Families in countries like Spain, Denmark, and the UK are more likely to accept LGBTQ+ family members.
In the US, only 66% of people said they would support a queer family member and only 57% said they would support a trans family member.
A new report by research firm YouGov found people in the US are less likely to accept LGBTQ+ family members than in several other countries.
The firm surveyed people in eight countries - Spain, Italy, France, Denmark, Sweden, Germany, the UK, and the US.
Participants were asked whether or not they would support a "child, sibling, or close family member" for coming out as bisexual, gay, or lesbian and whether or not they would support a transgender or nonbinary family member.
According to the survey, only 66% of people in the US said they would support a family member if they were bi, gay, or a lesbian. People were less supportive of trans and nonbinary family members, as only 57% of people said they would be supportive.
Across the board, people in the seven other countries surveyed scored were more likely to be accepting of LGBTQ+ family members.
At the higher end of the spectrum, 91% of people surveyed in Spain and 88% of people surveyed in Italy said they would be supportive of an LGB family member. Following after are the UK at 84%, Denmark at 81%, Sweden at 77%, and Germany at 74%.
France is the only country ranked lower than the US in the eight-country survey with only 58% of people saying they would support an LGB family member.
People in all countries surveyed were less supportive of trans family members than LBG family members
Across the board, trans and nonbinary family members were less likely to be supported than LGB ones.
Even in countries with high rates of LGBTQ+ acceptance like Spain, trans and nonbinary relatives were less likely to be supported (87%) than bi, gay, or lesbian ones. Following behind is Italy at 78%, Sweden at 73% the UK at 71%, Denmark at 68%, Germany at 66%, and France at 46%.
The findings fall in line with the steady rise of transphobia countries across the globe have seen in 2021.
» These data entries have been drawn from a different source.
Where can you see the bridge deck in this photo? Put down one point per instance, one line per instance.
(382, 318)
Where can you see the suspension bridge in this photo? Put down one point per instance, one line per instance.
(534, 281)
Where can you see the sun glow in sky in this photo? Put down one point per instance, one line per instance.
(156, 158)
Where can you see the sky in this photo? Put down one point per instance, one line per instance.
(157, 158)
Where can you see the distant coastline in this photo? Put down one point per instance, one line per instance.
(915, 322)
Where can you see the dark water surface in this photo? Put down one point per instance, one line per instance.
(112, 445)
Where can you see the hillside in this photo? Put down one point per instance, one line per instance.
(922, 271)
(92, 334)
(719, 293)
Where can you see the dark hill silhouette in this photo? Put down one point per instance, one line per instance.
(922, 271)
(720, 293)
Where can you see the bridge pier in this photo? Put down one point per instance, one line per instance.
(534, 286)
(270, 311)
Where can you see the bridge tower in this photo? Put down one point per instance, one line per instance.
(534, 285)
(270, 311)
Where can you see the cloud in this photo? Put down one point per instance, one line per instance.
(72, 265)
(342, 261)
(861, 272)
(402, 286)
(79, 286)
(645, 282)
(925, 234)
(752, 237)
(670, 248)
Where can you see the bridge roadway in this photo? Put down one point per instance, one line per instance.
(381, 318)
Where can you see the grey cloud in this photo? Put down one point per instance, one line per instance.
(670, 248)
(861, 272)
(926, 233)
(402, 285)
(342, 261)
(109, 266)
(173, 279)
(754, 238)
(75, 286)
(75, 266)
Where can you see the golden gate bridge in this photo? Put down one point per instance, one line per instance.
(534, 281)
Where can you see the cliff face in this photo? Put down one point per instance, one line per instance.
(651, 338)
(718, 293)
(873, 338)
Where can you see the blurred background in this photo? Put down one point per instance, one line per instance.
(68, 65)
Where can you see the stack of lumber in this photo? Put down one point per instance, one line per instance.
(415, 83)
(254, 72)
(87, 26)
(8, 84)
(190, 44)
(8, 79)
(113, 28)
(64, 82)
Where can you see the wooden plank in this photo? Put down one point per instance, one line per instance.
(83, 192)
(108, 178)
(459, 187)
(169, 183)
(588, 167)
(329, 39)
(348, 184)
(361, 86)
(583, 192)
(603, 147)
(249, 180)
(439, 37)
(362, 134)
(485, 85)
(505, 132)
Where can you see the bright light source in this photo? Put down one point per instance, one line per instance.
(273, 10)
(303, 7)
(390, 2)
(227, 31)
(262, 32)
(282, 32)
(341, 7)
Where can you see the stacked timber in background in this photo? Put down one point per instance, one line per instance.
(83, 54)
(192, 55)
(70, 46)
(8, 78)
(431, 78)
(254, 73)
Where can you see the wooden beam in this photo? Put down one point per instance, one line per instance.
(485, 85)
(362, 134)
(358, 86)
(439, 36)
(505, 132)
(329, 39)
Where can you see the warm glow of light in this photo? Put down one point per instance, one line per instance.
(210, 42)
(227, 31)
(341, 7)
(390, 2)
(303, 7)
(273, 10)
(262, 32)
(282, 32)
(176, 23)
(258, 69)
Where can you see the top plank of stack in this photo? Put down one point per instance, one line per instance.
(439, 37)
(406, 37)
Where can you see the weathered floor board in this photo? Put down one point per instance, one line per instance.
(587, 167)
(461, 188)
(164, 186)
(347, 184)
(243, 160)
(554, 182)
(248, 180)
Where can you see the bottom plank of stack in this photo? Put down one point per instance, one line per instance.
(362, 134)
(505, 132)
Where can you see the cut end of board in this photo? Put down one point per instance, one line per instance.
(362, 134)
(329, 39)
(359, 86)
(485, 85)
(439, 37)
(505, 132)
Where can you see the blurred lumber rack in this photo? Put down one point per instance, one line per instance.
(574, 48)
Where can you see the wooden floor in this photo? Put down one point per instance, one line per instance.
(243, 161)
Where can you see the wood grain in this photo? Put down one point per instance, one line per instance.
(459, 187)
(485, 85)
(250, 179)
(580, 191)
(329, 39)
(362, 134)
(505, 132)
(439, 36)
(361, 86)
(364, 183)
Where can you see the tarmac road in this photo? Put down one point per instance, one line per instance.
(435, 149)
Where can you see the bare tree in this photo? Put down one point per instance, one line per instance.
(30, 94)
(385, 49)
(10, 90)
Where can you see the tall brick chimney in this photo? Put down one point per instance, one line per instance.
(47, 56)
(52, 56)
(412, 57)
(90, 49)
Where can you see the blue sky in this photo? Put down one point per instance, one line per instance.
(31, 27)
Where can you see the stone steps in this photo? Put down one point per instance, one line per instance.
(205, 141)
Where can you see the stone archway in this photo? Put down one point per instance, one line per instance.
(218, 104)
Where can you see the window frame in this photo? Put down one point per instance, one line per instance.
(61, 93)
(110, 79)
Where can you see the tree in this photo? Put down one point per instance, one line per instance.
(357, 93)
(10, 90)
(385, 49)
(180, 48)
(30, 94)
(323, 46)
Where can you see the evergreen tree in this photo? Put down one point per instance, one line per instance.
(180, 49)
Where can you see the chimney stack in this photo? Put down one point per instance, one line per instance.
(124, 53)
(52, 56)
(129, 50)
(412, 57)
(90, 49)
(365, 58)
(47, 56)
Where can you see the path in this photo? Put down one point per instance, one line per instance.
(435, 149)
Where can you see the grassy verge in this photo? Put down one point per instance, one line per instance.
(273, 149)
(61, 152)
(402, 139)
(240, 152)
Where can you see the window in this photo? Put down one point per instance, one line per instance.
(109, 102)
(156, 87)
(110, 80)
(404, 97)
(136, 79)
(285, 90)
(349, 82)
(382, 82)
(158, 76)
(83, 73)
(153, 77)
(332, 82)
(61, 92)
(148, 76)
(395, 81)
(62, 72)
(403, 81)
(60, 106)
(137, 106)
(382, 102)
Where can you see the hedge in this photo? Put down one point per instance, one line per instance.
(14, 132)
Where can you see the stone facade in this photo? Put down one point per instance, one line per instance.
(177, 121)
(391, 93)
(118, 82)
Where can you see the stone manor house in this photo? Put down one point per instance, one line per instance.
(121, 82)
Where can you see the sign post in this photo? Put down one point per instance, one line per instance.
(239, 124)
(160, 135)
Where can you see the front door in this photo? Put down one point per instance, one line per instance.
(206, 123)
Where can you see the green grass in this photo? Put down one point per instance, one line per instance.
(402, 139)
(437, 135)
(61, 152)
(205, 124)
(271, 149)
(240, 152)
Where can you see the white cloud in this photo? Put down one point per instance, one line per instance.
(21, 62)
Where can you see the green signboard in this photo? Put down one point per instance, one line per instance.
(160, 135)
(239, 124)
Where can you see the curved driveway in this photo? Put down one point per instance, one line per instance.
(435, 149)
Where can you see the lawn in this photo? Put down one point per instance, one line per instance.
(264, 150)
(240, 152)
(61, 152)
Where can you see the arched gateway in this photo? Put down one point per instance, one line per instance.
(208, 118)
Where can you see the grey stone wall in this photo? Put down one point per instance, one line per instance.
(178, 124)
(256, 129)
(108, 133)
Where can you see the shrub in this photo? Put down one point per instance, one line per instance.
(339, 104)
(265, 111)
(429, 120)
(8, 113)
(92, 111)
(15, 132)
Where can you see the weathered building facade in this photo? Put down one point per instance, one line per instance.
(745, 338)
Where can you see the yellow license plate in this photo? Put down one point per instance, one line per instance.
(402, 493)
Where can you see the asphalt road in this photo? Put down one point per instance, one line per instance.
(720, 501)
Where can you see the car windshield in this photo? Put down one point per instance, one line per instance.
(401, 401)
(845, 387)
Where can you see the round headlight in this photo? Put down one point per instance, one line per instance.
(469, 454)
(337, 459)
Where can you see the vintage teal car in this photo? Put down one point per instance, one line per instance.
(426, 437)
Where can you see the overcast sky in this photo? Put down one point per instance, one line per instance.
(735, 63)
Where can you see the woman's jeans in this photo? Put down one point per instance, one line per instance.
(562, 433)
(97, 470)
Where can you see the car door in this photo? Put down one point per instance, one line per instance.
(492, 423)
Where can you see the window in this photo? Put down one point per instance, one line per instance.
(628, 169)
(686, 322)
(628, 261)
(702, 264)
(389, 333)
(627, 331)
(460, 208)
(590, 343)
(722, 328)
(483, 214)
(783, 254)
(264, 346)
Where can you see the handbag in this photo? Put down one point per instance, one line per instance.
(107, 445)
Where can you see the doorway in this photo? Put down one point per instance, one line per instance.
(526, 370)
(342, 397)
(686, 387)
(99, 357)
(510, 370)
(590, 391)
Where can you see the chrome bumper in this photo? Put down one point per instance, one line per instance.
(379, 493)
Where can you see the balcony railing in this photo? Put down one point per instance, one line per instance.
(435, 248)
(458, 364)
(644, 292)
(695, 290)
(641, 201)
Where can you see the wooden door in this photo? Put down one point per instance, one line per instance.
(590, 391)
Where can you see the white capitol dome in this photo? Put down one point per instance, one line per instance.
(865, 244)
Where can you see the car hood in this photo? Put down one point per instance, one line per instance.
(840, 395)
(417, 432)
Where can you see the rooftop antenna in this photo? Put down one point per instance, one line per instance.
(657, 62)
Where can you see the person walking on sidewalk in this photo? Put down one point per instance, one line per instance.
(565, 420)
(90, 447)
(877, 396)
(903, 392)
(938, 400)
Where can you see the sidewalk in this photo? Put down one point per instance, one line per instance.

Trans advocates in the US are fighting against the largest wave of anti-trans legislation in the country's history. Organizers in the UK have been warning against the increasing popularity of trans-exclusionary radical feminists (TERFs) for years.
The 2020 Olympic Games held this year in Tokyo became a global stage for debates on trans rights, with trans and intersex athletes fighting against restrictions that deemed them ineligible to compete.